The department offers eight psychology clusters, all of which satisfy the social science divisional requirement. AP and transfer courses cannot be applied to cluster requirements.
Note: The department name for 'Clinical and Social Sciences in Psychology' (CSP) has been changed to 'Psychology' (PSY). The clusters associated with this old department name (CSP) have been expired as of Fall 2019 and new versions of those clusters with the current department name (PSY) created. Students currently completing an older (CSP) version of the cluster may continue to do so or shift to completing a new (PSY) version of the cluster.
Links to new (PSY) versions of the clusters can be found below. You can also see older (CSP) versions of the clusters through a department search for 'Clinical and Social Sciences in Psychology' on the main cluster search page.
This cluster offers a sampling of social, personality, motivational, clinical, and other social science aspects of psychology.
Students learn about child and adult mental disorders, including their characteristics, causes, and treatments. Students also examine the role of psychological factors in the development of healthy and unhealthy behavior, including medical disease and addiction.
This cluster explores the psychological forces that affect the energization and direction of human action. Courses are concerned with research and theory about basic motivational principles, and the utilization of these principles in various applied fields.
Social psychology examines how people perceive and interact with others. The courses in this cluster cover a wide range of social phenomena, including attitudes, social motivation, relationships, behavior in groups, and social cognition.
This cluster examines how organizations function, with an emphasis on social factors, motivation, and personality.

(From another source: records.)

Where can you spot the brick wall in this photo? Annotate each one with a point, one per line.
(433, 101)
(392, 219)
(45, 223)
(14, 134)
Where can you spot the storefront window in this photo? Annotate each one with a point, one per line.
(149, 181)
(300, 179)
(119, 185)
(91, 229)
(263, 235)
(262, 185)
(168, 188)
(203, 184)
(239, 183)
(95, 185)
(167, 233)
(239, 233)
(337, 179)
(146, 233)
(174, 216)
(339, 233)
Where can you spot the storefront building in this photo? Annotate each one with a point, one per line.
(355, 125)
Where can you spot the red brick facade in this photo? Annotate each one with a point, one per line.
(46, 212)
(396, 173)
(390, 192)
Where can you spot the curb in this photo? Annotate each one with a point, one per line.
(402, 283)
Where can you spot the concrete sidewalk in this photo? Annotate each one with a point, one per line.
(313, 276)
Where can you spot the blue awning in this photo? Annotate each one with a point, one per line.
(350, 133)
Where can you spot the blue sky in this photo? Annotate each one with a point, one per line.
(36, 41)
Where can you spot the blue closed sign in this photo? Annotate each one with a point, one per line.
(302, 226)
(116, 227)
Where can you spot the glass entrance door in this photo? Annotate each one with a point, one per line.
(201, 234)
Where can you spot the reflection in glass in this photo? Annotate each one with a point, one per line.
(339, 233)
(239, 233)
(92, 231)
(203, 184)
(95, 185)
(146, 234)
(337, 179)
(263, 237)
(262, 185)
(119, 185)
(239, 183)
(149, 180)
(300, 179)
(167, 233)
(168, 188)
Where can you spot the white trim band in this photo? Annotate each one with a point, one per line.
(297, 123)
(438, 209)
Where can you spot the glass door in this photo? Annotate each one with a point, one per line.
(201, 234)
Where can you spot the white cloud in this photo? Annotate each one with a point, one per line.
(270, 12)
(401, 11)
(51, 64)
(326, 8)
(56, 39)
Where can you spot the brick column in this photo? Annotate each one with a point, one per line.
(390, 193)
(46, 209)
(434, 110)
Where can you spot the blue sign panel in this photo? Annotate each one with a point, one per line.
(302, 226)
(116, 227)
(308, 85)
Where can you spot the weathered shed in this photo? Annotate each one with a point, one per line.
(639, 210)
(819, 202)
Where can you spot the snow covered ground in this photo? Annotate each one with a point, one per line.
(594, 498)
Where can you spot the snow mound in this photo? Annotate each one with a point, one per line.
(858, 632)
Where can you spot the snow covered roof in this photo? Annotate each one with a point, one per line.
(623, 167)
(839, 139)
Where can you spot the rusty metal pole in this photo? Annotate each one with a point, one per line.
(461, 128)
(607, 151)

This cluster examines the characteristics and unique challenges of individuals with developmental disabilities and other forms of psychopathology. Courses deal with issues of diagnosis, treatment, and education, and include opportunities to apply knowledge in clinical and research settings.
Students in this cluster explore how personality affects behavior in everyday life. The emphasis in this cluster is on "normal" as opposed to "abnormal" functioning.
This cluster examines psychological theories and research pertaining to children's social and emotional development. Students in this cluster learn about normative and atypical development in children and adolescents, and consider different developmental processes in varying social contexts.